Several Bowdoin professors can finally breathe easy after publishing books that represent years of research and effort.

In February 2013, Associate Professor of English Guy Mark Foster finished a collection of short stories—his first foray into fiction—entitled “The Rest of Us,” which explores issues of sexual and racial identity.

“The stories all center around characters who are black and ‘sexually different.’ Some characters are gay, some characters are bisexual, and some characters are heterosexual, but their sexualities play a large role in their navigating their racial identities within a white-dominated culture,” said Foster.

Asian Studies Lecturer and Executive Director of the ISLE Program Sree Padma Holt released a book this October, “Vicissitudes of the Goddess: Reconstructions of the Gramadevata in India’s Religious Traditions,” about the evolution of goddess worship in India.

Holt focuses on the deified female in India and South Asian countries, juxtaposing goddess worship with the subordination of women in everyday life.

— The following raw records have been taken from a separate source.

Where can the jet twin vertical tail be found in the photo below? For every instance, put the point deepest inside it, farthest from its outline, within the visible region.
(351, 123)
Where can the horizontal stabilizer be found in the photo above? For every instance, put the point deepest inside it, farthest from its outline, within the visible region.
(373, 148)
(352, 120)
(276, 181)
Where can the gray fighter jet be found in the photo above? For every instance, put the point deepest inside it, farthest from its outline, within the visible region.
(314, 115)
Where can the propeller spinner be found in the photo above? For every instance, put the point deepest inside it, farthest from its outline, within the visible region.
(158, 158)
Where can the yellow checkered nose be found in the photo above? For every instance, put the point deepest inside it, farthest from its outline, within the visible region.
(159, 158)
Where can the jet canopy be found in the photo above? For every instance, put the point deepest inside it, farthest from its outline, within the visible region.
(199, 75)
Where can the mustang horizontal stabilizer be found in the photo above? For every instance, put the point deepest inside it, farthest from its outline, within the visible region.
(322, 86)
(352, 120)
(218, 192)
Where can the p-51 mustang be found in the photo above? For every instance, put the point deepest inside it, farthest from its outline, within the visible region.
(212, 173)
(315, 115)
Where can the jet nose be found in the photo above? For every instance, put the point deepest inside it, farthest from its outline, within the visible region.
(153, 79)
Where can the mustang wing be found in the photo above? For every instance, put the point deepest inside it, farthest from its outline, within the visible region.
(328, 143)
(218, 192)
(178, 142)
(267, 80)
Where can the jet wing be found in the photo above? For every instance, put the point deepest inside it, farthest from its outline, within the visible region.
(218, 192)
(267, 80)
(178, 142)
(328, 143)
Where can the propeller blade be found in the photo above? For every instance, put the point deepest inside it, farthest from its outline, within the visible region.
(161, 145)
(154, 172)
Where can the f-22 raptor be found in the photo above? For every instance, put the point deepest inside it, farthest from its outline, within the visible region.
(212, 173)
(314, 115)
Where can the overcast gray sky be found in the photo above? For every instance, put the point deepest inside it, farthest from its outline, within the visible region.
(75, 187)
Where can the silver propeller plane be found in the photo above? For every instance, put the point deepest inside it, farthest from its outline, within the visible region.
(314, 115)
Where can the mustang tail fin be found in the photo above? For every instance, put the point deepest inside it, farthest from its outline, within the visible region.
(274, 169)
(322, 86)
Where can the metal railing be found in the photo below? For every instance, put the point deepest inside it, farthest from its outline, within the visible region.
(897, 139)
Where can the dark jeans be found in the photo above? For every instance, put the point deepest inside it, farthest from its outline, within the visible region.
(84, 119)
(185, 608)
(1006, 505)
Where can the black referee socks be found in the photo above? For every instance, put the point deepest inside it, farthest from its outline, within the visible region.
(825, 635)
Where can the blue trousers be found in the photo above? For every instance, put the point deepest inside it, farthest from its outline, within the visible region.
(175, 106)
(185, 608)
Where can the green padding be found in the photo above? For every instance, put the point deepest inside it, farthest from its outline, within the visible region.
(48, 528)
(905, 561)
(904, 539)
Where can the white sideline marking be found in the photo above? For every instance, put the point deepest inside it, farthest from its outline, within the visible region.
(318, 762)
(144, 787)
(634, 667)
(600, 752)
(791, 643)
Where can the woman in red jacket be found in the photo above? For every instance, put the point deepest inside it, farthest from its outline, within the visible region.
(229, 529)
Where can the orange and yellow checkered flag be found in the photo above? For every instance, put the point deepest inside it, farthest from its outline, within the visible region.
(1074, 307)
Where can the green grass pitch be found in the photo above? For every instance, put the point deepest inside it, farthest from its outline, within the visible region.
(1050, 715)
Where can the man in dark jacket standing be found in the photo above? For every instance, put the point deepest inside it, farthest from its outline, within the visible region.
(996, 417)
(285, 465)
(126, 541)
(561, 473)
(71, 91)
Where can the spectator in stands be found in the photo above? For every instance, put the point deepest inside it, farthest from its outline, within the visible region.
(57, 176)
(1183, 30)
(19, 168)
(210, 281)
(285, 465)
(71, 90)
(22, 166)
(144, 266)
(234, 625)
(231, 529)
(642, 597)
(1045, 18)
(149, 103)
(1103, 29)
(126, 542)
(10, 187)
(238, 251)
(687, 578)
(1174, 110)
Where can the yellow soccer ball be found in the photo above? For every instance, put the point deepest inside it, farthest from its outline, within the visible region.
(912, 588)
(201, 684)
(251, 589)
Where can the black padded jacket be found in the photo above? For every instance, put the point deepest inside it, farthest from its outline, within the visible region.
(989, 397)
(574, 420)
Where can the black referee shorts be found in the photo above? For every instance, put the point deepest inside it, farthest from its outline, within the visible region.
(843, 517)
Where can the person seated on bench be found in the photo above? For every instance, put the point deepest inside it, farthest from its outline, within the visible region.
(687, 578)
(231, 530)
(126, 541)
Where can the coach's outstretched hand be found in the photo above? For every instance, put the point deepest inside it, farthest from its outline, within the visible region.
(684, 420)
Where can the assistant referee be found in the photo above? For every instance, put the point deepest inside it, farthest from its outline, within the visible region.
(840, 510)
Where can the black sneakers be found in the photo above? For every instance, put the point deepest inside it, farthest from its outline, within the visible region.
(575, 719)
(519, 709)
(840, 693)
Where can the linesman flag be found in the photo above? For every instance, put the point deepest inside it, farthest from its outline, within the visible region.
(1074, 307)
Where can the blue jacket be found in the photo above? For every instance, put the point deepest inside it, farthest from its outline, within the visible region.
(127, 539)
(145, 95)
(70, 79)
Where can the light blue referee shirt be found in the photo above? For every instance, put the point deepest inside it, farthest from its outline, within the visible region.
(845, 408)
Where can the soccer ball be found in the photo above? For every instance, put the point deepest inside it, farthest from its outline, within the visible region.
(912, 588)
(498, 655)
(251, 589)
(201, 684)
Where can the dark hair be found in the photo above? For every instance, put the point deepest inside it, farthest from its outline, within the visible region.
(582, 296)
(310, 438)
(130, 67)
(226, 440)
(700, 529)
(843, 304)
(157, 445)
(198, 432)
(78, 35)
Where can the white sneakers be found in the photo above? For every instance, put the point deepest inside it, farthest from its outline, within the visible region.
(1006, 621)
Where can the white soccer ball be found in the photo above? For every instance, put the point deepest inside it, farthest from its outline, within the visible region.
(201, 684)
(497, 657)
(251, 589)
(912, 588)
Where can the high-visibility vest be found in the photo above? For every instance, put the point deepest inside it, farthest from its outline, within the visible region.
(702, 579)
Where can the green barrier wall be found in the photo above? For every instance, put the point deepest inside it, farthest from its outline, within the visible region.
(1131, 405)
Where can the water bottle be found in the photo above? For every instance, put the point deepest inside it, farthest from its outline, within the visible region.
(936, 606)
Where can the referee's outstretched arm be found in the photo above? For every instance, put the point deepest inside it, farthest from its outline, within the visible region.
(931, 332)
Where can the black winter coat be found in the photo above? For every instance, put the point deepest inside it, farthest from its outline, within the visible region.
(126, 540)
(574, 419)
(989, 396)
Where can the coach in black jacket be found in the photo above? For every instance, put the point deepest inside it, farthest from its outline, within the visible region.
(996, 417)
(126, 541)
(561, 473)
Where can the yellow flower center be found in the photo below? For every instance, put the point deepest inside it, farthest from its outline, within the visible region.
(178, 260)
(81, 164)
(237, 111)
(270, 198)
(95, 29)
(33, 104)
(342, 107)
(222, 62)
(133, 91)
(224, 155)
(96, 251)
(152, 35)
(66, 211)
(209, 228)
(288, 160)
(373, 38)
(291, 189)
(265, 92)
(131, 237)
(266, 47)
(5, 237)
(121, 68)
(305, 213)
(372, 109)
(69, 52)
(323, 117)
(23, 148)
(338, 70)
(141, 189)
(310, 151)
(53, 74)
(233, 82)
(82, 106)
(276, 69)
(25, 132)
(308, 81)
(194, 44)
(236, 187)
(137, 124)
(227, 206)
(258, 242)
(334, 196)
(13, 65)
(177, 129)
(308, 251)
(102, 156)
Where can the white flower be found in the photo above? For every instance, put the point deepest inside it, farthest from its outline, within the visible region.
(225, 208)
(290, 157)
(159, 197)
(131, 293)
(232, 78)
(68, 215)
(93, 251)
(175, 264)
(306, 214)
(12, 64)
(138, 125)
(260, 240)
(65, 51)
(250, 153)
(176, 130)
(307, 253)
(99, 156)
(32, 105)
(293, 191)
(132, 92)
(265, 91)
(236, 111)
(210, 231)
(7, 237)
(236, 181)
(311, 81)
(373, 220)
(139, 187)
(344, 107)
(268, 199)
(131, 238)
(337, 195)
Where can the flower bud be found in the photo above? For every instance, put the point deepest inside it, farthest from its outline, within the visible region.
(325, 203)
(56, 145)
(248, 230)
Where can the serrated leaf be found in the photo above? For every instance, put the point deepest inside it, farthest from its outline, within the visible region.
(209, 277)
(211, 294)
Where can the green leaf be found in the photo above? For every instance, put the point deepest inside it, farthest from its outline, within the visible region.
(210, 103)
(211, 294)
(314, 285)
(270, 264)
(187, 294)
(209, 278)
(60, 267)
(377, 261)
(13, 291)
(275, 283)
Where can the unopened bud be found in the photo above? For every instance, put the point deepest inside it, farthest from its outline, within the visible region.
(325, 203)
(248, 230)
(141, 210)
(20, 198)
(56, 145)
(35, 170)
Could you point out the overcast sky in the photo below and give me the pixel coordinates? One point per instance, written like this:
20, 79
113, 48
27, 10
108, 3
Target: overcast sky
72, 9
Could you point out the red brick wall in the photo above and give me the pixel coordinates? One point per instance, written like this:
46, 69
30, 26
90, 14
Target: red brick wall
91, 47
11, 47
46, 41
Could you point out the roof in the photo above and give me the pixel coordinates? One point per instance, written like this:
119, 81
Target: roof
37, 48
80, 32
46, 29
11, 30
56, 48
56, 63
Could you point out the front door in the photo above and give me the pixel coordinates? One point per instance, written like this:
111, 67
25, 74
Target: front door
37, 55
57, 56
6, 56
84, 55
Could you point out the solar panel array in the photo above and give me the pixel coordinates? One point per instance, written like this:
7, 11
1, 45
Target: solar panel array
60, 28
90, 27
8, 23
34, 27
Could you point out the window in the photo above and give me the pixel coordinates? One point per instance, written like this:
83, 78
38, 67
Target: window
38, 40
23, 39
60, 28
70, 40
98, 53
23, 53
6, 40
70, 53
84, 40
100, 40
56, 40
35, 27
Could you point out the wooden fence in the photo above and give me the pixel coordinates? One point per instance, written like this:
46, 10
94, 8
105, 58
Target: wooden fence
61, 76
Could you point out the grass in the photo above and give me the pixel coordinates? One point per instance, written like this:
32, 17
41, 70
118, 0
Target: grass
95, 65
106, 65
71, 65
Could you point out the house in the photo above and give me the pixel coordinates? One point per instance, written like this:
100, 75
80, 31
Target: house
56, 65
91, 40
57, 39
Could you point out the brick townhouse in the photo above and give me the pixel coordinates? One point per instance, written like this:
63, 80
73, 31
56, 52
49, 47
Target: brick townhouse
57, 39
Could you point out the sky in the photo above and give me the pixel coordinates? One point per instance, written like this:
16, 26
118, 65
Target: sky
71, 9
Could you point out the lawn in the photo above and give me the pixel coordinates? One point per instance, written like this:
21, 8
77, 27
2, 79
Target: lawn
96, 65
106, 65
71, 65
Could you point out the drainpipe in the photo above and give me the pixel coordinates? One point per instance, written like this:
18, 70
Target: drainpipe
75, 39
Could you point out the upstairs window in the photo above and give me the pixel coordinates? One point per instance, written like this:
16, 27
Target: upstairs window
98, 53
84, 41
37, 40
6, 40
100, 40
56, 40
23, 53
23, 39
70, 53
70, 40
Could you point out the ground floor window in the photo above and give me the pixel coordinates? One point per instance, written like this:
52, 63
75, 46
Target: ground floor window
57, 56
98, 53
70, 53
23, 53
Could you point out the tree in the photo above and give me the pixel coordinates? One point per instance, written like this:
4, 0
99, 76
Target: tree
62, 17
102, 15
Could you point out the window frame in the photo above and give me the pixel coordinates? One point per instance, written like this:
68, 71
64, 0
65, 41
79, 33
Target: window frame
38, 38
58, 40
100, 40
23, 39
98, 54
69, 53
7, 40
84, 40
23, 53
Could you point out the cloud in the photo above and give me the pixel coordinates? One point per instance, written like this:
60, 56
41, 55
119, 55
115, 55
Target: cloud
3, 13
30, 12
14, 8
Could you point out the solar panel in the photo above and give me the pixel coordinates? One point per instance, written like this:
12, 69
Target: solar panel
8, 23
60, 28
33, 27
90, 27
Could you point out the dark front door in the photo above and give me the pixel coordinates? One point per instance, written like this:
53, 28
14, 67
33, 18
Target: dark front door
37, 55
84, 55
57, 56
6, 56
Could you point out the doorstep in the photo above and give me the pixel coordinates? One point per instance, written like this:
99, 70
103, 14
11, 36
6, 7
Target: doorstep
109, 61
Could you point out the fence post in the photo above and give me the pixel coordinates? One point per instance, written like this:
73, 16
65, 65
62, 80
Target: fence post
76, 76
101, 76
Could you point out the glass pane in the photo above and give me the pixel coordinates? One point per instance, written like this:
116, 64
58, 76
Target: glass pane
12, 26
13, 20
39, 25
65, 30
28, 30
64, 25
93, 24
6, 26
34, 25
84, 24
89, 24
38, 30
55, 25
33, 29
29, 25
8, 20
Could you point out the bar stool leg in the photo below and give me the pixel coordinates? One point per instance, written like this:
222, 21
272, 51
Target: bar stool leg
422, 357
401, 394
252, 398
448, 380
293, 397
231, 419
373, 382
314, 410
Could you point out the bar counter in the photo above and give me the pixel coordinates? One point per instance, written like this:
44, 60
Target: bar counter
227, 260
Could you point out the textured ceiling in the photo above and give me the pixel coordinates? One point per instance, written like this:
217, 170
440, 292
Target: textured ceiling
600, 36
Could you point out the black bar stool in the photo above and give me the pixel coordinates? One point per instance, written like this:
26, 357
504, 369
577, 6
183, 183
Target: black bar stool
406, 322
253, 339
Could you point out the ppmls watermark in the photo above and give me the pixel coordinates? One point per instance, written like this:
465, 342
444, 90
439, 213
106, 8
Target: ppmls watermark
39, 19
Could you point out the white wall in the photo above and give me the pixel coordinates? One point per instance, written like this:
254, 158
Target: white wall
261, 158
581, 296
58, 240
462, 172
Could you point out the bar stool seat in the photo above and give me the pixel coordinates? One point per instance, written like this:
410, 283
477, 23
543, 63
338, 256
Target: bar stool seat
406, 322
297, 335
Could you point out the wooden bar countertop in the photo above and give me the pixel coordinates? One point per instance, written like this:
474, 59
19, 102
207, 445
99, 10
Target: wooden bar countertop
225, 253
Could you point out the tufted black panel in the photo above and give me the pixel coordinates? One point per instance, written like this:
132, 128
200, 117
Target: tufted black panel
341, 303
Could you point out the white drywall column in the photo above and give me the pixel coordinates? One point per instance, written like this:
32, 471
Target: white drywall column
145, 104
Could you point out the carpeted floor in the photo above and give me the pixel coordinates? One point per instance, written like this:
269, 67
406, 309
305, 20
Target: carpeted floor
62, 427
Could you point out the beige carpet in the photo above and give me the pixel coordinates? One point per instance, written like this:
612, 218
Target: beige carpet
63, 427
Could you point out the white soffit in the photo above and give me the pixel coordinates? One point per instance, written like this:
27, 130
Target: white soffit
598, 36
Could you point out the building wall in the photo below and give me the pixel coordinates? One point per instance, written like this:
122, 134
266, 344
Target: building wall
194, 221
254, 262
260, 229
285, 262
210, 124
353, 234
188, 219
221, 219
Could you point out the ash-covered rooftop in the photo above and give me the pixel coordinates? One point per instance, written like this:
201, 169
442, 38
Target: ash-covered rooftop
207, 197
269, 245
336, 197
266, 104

“I am interested in gender issues. Goddess worship is really prominent everywhere in both cities and rural areas,” said Holt, “so why is the woman not given an equal place in society?”

In August, Assistant Professor of Asian Studies Vyjayanthi Selinger’s book, “Authorizing the Shogunate: Ritual and Material Symbolism in the Literary Construction of Warrior Order” was released. Selinger described it briefly as a look into “the relationship of literature and history.” 

Selinger also said her work addresses questions like, “When you have a big traumatic historical event, how does literature grapple with that? How does literature try to find continuities or discontinuities in history? What does literature feel pressed to respond to? In some sense, that speaks to how society is trying to respond to these pressing questions.”

All three professors have found ways to connect their books to the classes they teach at the College.
Foster teaches courses on African-American literature, American literature, and gay and lesbian studies.
Selinger teaches about Japanese language and literature and said: “I have a class on World War II and the atomic bomb in Japan and that is far from the medieval Japan that I studied [in my book], but the questions are the same.”

Holt, an archaeologist and historian who teaches courses on Indian cultures, said, “whenever I teach any course I do have some component of probing into women’s issues.”

Although Holt realizes that her work “is kind of exotic to Bowdoin,” she emphasizes the relevance of this goddess culture to students. “This is liberal arts and we focus on various different cultures from all over the world. And India’s population is the second biggest [behind China], which means that the Indian culture is important for the world to know.” 

The inclusion of the culturally pertinent themes of women’s and gender issues in Holt’s work adds a very timely aspect of importance to her research.

Similarly, Foster’s collection also is deeply rooted in present-day social issues.

“My research challenges the notion that racial discourses and sexual discourses are somewhat separate discourses; that you have black civil rights and then gay civil rights,” said Foster. 

“There’s a way in which these discourses merge to become identities. There’s no separation really. They’re not mutually exclusive to one another—actually, one helps to mediate the other. We’re all of these things at once; we are never each of these things separately—racialized or sexual person—so the book was a way for me to fuse things together and make it clear that these things were never really separate,” he said.

After years of research, writing, rewriting and editing, Selinger was glad to finally have her first book complete.

“Writing can be hard, I’m sure students feel it as they write their own papers, but it’s rewarding when you see a finished product because it reflects so much of you,” Selinger said.

She noted that she has been motivated by both. the excitement of the subject and the thrill of letting herself engage in new and complex territory. 

“A book is something that you nurture over five or six years and it’s exciting to put it out in the world and see what people think of it,” said Selinger. “How would they engage these ideas? How would they look at these things in a different way?”

All three professors held readings on campus in the past month as an opportunity to share their work with the academic community.